Draft Kosovo resolution in UN today 31 May 2007 | 09:27 -> 12:26 | Source: B92,
AP BELGRADE, NEW YORK, POTSDAM -- Washington will today circulate its draft
Kosovo resolution to the UN Security Council ambassadors.
BBC reports that the United States mission with the UN has confirmed a new
draft resolution on Kosovo’s future status will be submitted Thursday. The
resolution text will in all likelihood not be significantly different compared
to the previous draft based on UN special envoy Martti Ahtisaari’s plan for the
province’s supervised independence.
“This does not mean voting will follow straight away, what we wish to do is
acquaint the ambassadors with the somewhat modified draft, which now includes
some of the objections made by other sides,” Tanjug was told earlier by an
anonymous diplomatic source at the UN.
Kosovo negotiating team member Veton Surroi said Wednesday the previous
consultations phase was over, as well as that there was a document that will be
considered by the UN Security Council today.
Washington-based analyst Obrad Kesić said he was unaware that a new resolution
would be presented to the council, adding the Albanian politicians were likely
talking about the U.S.-EU resolution, with the text “perhaps changed in several
sentences to be more acceptable to Russia”.

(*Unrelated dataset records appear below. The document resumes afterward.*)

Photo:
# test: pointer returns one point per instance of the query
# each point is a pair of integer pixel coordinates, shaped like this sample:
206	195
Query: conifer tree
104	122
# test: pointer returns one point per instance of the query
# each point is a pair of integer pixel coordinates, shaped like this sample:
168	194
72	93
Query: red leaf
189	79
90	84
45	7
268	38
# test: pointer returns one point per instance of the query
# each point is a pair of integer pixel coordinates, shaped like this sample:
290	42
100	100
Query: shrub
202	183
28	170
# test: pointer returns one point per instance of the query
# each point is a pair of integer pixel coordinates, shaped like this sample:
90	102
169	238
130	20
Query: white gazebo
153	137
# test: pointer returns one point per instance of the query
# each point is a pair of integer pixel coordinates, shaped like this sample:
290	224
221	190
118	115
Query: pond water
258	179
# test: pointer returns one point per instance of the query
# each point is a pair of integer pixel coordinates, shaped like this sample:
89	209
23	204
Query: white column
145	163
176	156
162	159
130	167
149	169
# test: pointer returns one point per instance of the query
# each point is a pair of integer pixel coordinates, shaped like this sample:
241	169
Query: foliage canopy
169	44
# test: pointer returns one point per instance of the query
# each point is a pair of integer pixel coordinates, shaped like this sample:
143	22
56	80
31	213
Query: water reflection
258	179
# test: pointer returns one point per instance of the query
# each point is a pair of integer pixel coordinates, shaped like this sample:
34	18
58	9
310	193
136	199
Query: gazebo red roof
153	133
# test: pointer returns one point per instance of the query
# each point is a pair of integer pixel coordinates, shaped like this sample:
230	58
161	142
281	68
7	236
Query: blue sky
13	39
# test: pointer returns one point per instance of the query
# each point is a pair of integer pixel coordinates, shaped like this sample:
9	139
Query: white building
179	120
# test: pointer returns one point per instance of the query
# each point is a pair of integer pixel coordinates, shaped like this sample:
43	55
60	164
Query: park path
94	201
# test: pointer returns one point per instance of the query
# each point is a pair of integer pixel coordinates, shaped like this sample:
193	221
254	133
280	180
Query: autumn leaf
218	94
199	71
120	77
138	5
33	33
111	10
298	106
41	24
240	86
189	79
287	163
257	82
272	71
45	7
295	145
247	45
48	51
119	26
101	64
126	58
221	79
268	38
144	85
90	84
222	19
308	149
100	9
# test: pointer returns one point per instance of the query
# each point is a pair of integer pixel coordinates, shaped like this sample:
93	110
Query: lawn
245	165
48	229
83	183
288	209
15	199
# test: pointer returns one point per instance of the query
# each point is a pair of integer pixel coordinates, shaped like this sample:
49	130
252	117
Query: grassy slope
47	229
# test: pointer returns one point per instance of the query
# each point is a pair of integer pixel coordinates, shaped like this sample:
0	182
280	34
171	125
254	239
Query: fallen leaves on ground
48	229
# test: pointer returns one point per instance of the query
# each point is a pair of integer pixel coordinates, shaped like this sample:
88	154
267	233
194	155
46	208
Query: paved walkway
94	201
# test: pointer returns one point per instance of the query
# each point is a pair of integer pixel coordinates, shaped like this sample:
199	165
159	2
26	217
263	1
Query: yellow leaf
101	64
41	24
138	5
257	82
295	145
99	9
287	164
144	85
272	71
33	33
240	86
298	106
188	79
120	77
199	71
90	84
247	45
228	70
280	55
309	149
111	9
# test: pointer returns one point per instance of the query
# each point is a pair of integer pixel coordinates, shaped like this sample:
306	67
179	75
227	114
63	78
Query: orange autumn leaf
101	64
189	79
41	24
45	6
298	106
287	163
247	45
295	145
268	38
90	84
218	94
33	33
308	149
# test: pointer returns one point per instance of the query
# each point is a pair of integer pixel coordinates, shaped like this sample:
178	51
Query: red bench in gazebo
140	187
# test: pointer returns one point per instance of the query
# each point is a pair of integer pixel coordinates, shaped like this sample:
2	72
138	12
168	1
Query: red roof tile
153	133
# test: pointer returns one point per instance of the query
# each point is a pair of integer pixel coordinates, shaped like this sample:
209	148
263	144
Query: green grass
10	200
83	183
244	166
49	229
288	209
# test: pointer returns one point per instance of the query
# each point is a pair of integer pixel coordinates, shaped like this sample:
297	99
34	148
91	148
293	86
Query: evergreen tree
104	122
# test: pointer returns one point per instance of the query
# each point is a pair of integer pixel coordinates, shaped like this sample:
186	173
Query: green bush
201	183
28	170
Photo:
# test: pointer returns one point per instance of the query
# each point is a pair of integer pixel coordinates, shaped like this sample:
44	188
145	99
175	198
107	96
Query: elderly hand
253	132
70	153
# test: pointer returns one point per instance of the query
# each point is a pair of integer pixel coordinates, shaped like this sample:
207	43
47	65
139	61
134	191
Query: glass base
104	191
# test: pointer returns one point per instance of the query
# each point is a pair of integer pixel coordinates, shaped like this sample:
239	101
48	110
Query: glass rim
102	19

“I think this is about changing the phrasing of several sentences [in the draft
resolution], since the State Department lawyers have spent some weeks now
trying to come up with a resolution that would cancel 1244 and open up
possibilities for Kosovo’s independence. In other words, a resolution that
would give the Russians an honorable way out,” Kesić said.
However, he said chances of Russia backing down from its position on the
province’s status were slim, adding that there was also little room for
compromise between Washington and Moscow.
“What needs to be seen now is, which side finds this to be an important issue?
Do U.S. interests tied to Kosovo matter so much that cooperation with Russia
will be jeopardized? Moscow has spent much of its credibility. This has now
become a serious issue for the Russians, perhaps not so much so in the
beginning, but any Russian decision to back down now would be interpreted as a
sign of weakness by the U.S. and Europe,” Kesić explained.
According to him, the easiest answer the United States could come up with to
Russian threats of veto would be continued negotiations.
G8 clashes over Kosovo
Foreign ministers from the Group of 8 countries clashed Wednesday over the
future of Kosovo after Russia warned that a UN plan paving the way for the
province’s independence could encourage separatist movements in the
Russian-backed regions of Ossetia and Abkhazia in Georgia, the AP reported from
Potsdam.
During a heated discussion with the foreign ministers of Britain, Canada,
France, Germany, Italy, Japan and the United States, Sergey Lavrov, the Russian
foreign minister, made it clear that Moscow's goal was to hold direct talks
between Serbia and Kosovo before considering the UN independence plan.
Secretary of State Condoleezza Rice and Frank-Walter Steinmeier, the German
foreign minister, publicly disagreed, saying there was a vital need for a UN
Security Council resolution on Kosovo.
"We need to make it clear to our Russian partners that without a decision by
the Security Council we simply won't make any progress on the western Balkans
and Kosovo," said Steinmeier.
The foreign ministers were meeting for the last time before next week's summit
of G-8 leaders in the north German resort of Heiligendamm where Kosovo will be
one of the main issues on the foreign policy agenda.
A European diplomat who was at the meeting and who spoke on condition of
anonymity, said Lavrov had compared Kosovo to Palestine. Lavrov asked the
ministers why they were in such a hurry to grant independence to Kosovo while
for 40 years they had failed to support independence for Palestine, the
diplomat said.
Steinmeier, addressing Lavrov directly during the meeting, asked if Russia
would veto any new Security Council resolution that would end the international
protectorate of Kosovo.
Lavrov would not give a precise answer, according to another diplomat.
Lavrov said that if Kosovo achieved independence, then Ossetia and Abkhazia
would have every reason to claim independence as well. Georgia's behavior
toward the Ossetians and Abkhazians, he said, was much worse than Serbia's
treatment of the ethnic Albanians of Kosovo.
France's new foreign minister, Bernard Kouchner, said Kosovo was a specific
case that could not be used as a precedent. He said the United Nations had not
rushed into making a decision on Kosovo. Once the status of the province was
finally resolved, it would bring stability to this part of the Balkans, he said.